Service ‘indexer’ exited with status 137. Restarting. Messages:
2019-02-19T02:45:34.813+00:00 [Info] TK StreamBegin INIT_STREAM LOL 534 30429784906482 0
2019-02-19T02:45:34.834+00:00 [Info] StorageMgr::handleCreateSnapshot Skip Snapshot For INIT_STREAM LOL SnapType NO_SNAP
2019-02-19T02:45:35.197+00:00 [Info] TK StreamBegin INIT_STREAM LOL 535 259123049119078 0
2019-02-19T02:45:35.229+00:00 [Info] TK StreamBegin INIT_STREAM LOL 537 139340997435837 0
2019-02-19T02:45:35.286+00:00 [Info] StorageMgr::handleCreateSnapshot Skip Snapshot For INIT_STREAM LOL SnapType NO_SNAP
2019-02-19T02:45:35.431+00:00 [Info] TK StreamBegin MAINT_STREAM LOL 610 120897330018654 195
2019-02-19T02:45:35.561+00:00 [Info] TK StreamBegin INIT_STREAM LOL 536 45491851494691 0
2019-02-19T02:45:35.590+00:00 [Info] StorageMgr::handleCreateSnapshot Skip Snapshot For INIT_STREAM LOL SnapType NO_SNAP
2019-02-19T02:45:35.591+00:00 [Info] TK StreamBegin MAINT_STREAM LOL 612 132292772107855 268
2019-02-19T02:45:35.591+00:00 [Info] TK StreamBegin MAINT_STREAM LOL 611 101801998083661 319
[goport(/opt/couchbase/bin/indexer)] 2019/02/19 02:46:51 child process exited with status 137

Service ‘indexer’ exited with status 134. Restarting. Messages:
reflect.Value.call(0xc442ae42a0, 0xc420030f78, 0x13, 0xe69168, 0x4, 0xc423305ee0, 0x3, 0x3, 0xc438ed06f0, 0x40ba1b, …)
/home/couchbase/.cbdepscache/exploded/x86_64/go-1.7.3/go/src/reflect/value.go:434 +0x5c8 fp=0xc423305e10 sp=0xc423305ac0
reflect.Value.Call(0xc442ae42a0, 0xc420030f78, 0x13, 0xc423305ee0, 0x3, 0x3, 0xc5706fac00, 0xc438ed0748, 0xd94401)
/home/couchbase/.cbdepscache/exploded/x86_64/go-1.7.3/go/src/reflect/value.go:302 +0xa4 fp=0xc423305e78 sp=0xc423305e10
net/rpc.(*service).call(0xc4273218c0, 0xc427321880, 0xc427377178, 0xc423774780, 0xc442b759c0, 0xd78a80, 0xc45a693860, 0x199, 0xcca400, 0xc44c619400, …)
/home/couchbase/.cbdepscache/exploded/x86_64/go-1.7.3/go/src/net/rpc/server.go:383 +0x148 fp=0xc423305f38 sp=0xc423305e78
runtime.goexit()
/home/couchbase/.cbdepscache/exploded/x86_64/go-1.7.3/go/src/runtime/asm_amd64.s:2086 +0x1 fp=0xc423305f40 sp=0xc423305f38
created by net/rpc.(*Server).ServeCodec
/home/couchbase/.cbdepscache/exploded/x86_64/go-1.7.3/go/src/net/rpc/server.go:477 +0x421
[goport(/opt/couchbase/bin/indexer)] 2019/02/19 02:34:01 child process exited with status 134


#12

Hi Antek,

Can you please share the indexer log to look into this issue further?

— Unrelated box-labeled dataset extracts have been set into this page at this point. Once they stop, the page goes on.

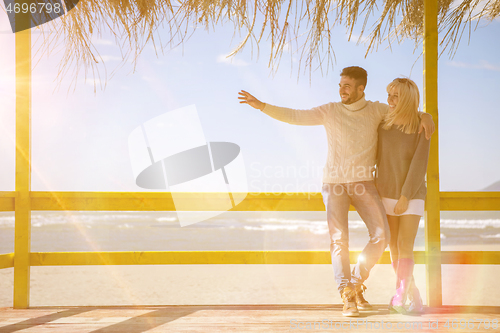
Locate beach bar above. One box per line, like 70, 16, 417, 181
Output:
0, 0, 500, 318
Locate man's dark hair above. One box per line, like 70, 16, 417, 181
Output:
340, 66, 368, 88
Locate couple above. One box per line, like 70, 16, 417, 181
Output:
238, 66, 434, 316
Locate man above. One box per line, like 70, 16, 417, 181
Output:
238, 66, 434, 316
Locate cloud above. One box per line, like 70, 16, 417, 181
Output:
446, 60, 500, 72
217, 54, 250, 66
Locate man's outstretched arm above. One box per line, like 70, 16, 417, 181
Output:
418, 112, 436, 140
238, 90, 329, 126
238, 90, 266, 111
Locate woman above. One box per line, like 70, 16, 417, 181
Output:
375, 78, 430, 313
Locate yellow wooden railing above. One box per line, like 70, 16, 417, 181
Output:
0, 0, 500, 308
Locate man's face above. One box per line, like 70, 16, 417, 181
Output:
339, 75, 365, 104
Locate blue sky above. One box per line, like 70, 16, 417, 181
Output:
0, 7, 500, 192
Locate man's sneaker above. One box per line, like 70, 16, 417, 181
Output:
340, 287, 359, 317
354, 284, 373, 310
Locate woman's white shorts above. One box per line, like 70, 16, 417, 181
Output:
382, 198, 425, 216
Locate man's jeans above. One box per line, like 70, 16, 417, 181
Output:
322, 181, 390, 292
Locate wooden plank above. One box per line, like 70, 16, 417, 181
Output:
14, 12, 31, 308
0, 191, 16, 212
423, 0, 442, 306
0, 253, 14, 269
0, 304, 500, 333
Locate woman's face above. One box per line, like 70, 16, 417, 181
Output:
387, 87, 399, 111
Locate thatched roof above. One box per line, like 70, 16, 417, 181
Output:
33, 0, 500, 81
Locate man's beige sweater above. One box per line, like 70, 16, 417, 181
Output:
262, 96, 389, 183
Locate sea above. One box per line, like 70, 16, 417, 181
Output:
0, 211, 500, 253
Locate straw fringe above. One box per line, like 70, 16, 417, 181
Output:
33, 0, 500, 85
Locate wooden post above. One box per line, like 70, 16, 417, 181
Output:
423, 0, 443, 307
14, 5, 31, 309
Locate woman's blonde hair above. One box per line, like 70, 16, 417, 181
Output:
382, 78, 420, 134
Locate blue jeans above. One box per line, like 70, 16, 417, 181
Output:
322, 181, 390, 292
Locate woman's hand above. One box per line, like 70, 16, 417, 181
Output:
238, 90, 266, 110
394, 195, 408, 215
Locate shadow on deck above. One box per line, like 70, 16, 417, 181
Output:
0, 305, 500, 333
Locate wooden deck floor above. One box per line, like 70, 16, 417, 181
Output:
0, 305, 500, 333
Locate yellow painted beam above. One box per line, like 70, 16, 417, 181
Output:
14, 10, 31, 309
423, 0, 442, 307
0, 253, 14, 269
31, 192, 328, 211
0, 191, 16, 212
31, 251, 412, 266
31, 251, 500, 266
440, 192, 500, 211
0, 191, 494, 211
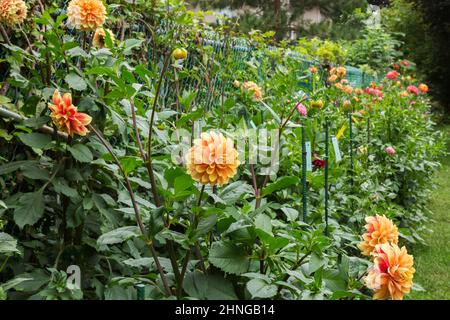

A cbcollect of the entire node would be even better.

Thanks,
Prathibha


#13

Unfortunately I lost the node as I shut it down and the AWS autoscaling group terminated it, building a new node now.


#14

@Antek, if you any face issue with new node, please take a cbcollect of logs and share it with us.


#15

So I have a new node up and running, but to actually do a cbcollect I need shell access to the system, unfortunately it seems that the AWS AMI provided by CouchBase disables this functionality or at the very least renames the default user name associated with the private key that is installed on the system during the bootstrap process.


#16

@Antek - You can do a cbcollect from Logs -> Collect Information tab in UI and choose “upload to Couchbase” option and share the link with me if you are still seeing indexer exited issue.


#17

@Antek if you still need shell access, login as the default user couchbase creates by default, and then you can always change the default ssh configuration that Couchbase AMI offers using sudo.


#18

You mean the default admin user & password?